Mais, direz-vous peut-être, cette convoitise, ce désir intérieur, est-ce déjà du mal, puisqu’il ne dépend pas de nous d’en être exempt ? Sans doute, notre nature de péché ne nous rend pas responsables des désirs qu’elle-même fait naître au-dedans de nous ; mais, semblables à ces infiniment petits qui, à peine éclos, commencent déjà leur œuvre de destruction, ces désirs cherchent bien vite à attirer et à amorcer la volonté. Si alors, au lieu de les repousser dès que nous nous en apercevons, nous les écoutons avec complaisance, si nous leur laissons le temps de concevoir une résolution mauvaise, dès ce moment il y a péché, quand même il ne demeurerait qu’à l’état de projet ou de résolution ; et si nous croyons que le péché réside dans les intentions du cœur, nous en conclurons que penser du mal est déjà faire le mal ; si la pensée n’est pas allée jusqu’à l’acte, c’est que les circonstances ne l’ont pas permis. Rappelons-nous cette série de douloureuses expériences que coûte une seule convoitise ; on en vient peu à peu à croire qu’elle a sa raison d’être, à s’y familiariser, à l’accepter, à y trouver du plaisir, à y céder par exception ; mais voici, les occasions se multiplient ; bientôt c’est un besoin dont on se rend esclave, et qui absorbe peu à peu à son profit le temps, les forces, la santé même, semblable au lierre qui finit par tuer le chêne auquel il a lié sa vie. Nous-mêmes, mes frères, n’avons-nous jamais cédé à un désir de nos cœurs ? n’avons-nous jamais été tentés de prendre pour la volonté de Dieu tel projet depuis longtemps caressé dans notre esprit ? n’avons-nous jamais cherché la réalisation d’une idée favorite, sous les apparences du désintéressement, peut-être sous celles de l’amour du devoir ? Que de fois, frères dans le ministère, nous avons besoin de dire à Dieu : Ne nous abandonne pas dans la tentation, ne permets pas que nous y arrêtions nos pas, mais délivre-nous du malin ! Et cela d’autant plus que notre position et notre charge nous exposent à des tentations plus subtiles !

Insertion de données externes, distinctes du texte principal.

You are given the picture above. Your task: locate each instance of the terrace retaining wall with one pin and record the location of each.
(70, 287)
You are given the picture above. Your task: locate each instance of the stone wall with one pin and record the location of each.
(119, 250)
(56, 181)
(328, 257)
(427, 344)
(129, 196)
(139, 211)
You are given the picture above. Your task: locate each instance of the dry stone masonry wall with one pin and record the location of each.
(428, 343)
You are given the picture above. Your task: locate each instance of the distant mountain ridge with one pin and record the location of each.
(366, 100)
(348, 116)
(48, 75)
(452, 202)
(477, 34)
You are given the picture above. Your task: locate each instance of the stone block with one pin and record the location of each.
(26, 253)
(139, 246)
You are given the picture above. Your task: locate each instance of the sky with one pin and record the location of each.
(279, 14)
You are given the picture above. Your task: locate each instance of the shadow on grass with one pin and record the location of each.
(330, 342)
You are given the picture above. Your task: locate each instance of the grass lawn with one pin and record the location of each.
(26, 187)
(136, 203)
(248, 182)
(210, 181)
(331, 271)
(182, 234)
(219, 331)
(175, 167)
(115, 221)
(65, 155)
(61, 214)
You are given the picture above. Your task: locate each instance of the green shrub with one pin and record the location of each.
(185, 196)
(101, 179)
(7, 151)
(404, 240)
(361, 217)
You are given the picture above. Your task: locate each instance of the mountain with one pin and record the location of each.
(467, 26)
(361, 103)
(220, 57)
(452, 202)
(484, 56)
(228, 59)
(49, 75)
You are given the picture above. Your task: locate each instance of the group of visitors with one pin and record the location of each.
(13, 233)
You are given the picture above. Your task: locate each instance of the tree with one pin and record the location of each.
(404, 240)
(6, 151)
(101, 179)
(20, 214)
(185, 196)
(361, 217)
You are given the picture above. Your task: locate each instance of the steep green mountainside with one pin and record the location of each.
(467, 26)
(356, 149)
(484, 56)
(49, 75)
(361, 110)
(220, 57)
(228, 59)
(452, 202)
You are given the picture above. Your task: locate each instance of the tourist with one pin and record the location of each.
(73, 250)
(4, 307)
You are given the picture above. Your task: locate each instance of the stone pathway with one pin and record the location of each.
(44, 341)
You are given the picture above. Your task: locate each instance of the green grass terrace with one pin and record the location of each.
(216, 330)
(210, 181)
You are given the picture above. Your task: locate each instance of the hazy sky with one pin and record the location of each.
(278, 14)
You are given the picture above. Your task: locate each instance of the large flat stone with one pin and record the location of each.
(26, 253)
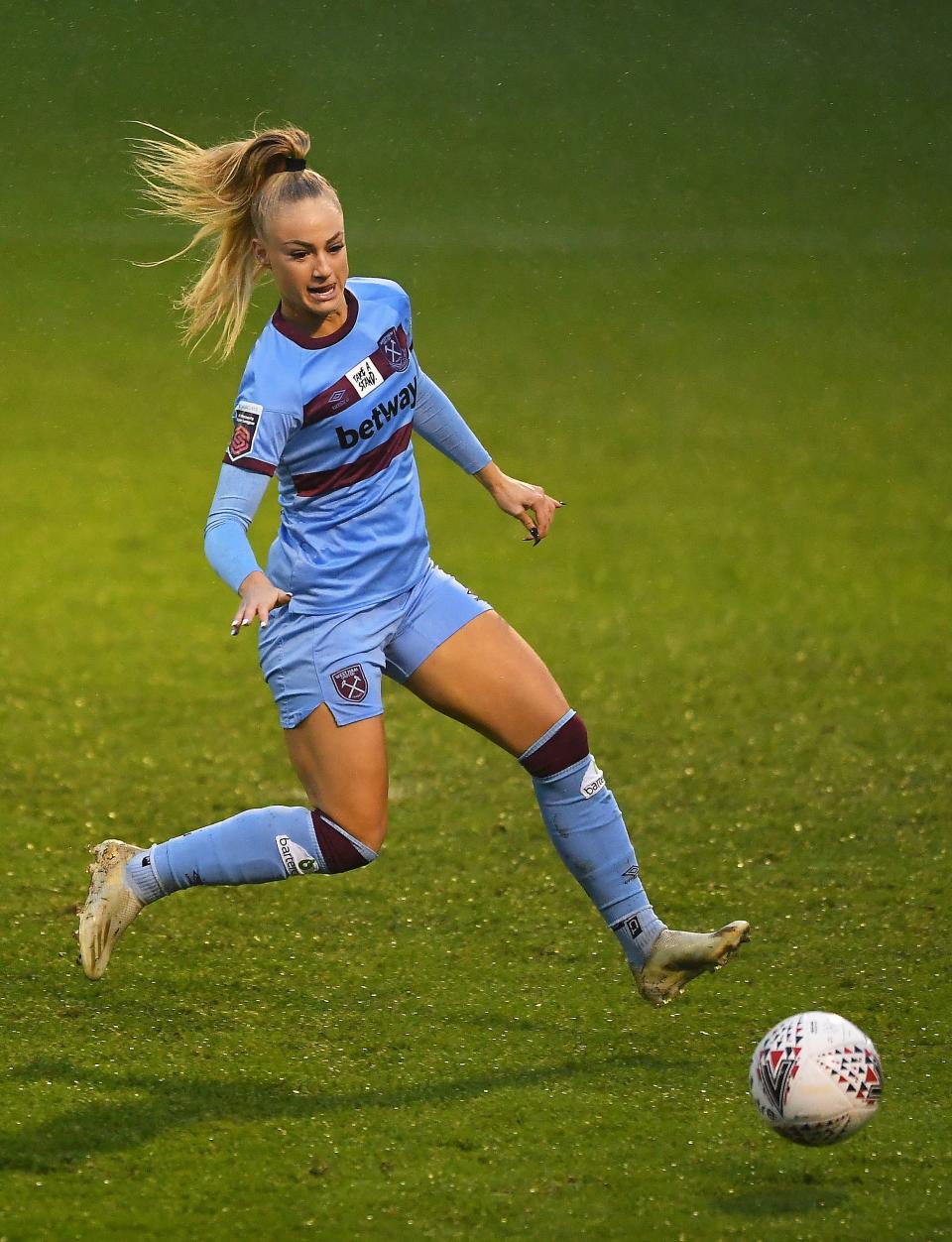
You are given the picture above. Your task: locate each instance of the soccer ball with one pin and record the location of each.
(815, 1078)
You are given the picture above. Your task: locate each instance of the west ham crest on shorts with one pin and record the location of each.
(394, 349)
(247, 415)
(350, 683)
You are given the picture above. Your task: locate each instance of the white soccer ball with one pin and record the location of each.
(815, 1078)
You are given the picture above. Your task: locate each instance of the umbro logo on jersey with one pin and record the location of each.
(395, 349)
(379, 418)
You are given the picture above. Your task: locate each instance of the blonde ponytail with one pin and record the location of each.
(228, 192)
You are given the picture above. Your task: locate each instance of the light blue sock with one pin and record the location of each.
(253, 847)
(588, 832)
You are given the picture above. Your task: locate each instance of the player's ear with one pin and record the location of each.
(260, 252)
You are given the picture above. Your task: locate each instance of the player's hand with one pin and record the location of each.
(526, 502)
(258, 596)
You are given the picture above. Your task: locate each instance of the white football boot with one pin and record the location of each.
(679, 956)
(111, 906)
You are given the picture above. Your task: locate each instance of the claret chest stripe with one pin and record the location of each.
(324, 481)
(390, 356)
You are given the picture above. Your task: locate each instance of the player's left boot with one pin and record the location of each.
(111, 906)
(679, 956)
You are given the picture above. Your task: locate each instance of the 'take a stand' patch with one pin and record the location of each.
(247, 417)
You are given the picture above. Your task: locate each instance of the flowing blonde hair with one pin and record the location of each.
(230, 192)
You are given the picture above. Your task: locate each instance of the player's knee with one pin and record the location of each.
(566, 745)
(371, 828)
(344, 847)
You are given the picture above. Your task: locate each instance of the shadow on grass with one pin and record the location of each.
(793, 1198)
(177, 1102)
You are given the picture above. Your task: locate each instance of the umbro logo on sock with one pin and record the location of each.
(593, 780)
(633, 927)
(295, 860)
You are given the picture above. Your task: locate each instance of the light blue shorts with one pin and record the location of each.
(340, 660)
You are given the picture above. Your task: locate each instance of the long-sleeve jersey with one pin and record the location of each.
(333, 417)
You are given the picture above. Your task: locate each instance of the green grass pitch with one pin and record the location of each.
(688, 266)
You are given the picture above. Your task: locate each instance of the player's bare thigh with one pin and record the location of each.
(344, 772)
(488, 677)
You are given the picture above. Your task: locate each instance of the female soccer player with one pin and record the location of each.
(329, 400)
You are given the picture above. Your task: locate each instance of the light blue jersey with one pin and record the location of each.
(333, 419)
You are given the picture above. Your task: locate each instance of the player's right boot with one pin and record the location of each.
(111, 906)
(679, 956)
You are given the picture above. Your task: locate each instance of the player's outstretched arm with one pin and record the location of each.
(526, 502)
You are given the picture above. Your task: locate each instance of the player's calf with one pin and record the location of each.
(588, 832)
(255, 847)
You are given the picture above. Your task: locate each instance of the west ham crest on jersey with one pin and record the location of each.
(350, 683)
(395, 349)
(247, 415)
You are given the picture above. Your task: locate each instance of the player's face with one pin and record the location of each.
(306, 255)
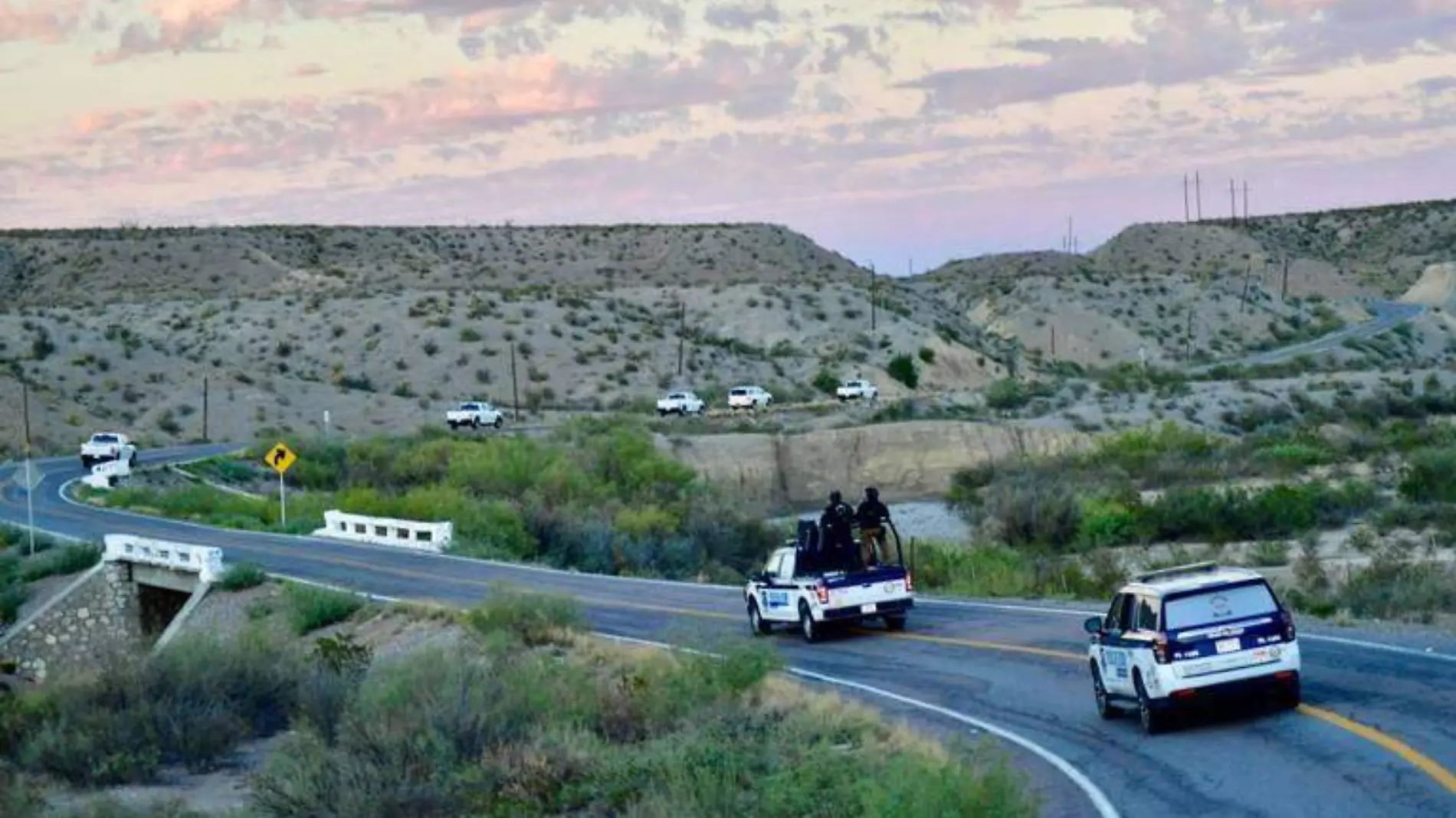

Mais voici la conséquence inévitable de ce péché engendré par la convoitise, une fois consommé, il engendre à son tour la mort ! Au jour où vous en mangerez, vous mourrez, avait dit Dieu ; et du jour où nos premiers parents ont mangé le fruit défendu, la mort est entrée dans le monde. Le péché une fois consommé se développe jusqu’à ce qu’il ait atteint un jour ou l’autre la limite de la patience de Dieu. Que de pécheurs dont les années ne sont qu’une longue ruine, jusqu’à ce qu’une circonstance en apparence fortuite les jette dans l’éternité ! Le péché a tué leur corps ! Peut-être plusieurs s’étaient-ils encore à temps reconnus et jetés dans les bras de la miséricorde de Dieu sans que le corps ait pu se remettre des outrages du péché. Mais ceux qui meurent impénitents, que leur réserve l’avenir ? La condamnation, sans laquelle Dieu serait complice du mal, la sentence de mort éternelle prononcée par Celui qui est la source de toute vie, pour avoir préféré ici-bas se soustraire à son influence salutaire. Avenir aussi de tant de chrétiens selon le monde, honnêtes et moraux du reste, mais qui tuent leur âme dans l’indifférence, dans le formalisme, dans une foi de tête, parfois aussi dans la matière et dans la satisfaction d’eux-mêmes ! Quelle issue effrayante, mes frères, que celle du péché à quelque degré qu’il soit ! Et pour celui qui ne serait pas encore convaincu de sa responsabilité, qui croit pouvoir reculer indéfiniment la réalité, lorsqu’il sentira s’approcher l’heure suprême, quel moment que celui où ses illusions ruinées feront place aux remords le poursuivant, l’assiégeant, lui criant sans relâche : Tu as péché, malheur à toi ! Oh ! s’ils eussent été sages, dirons-nous avec le patriarche, s’ils eussent connu ce qui leur arriverait à la fin !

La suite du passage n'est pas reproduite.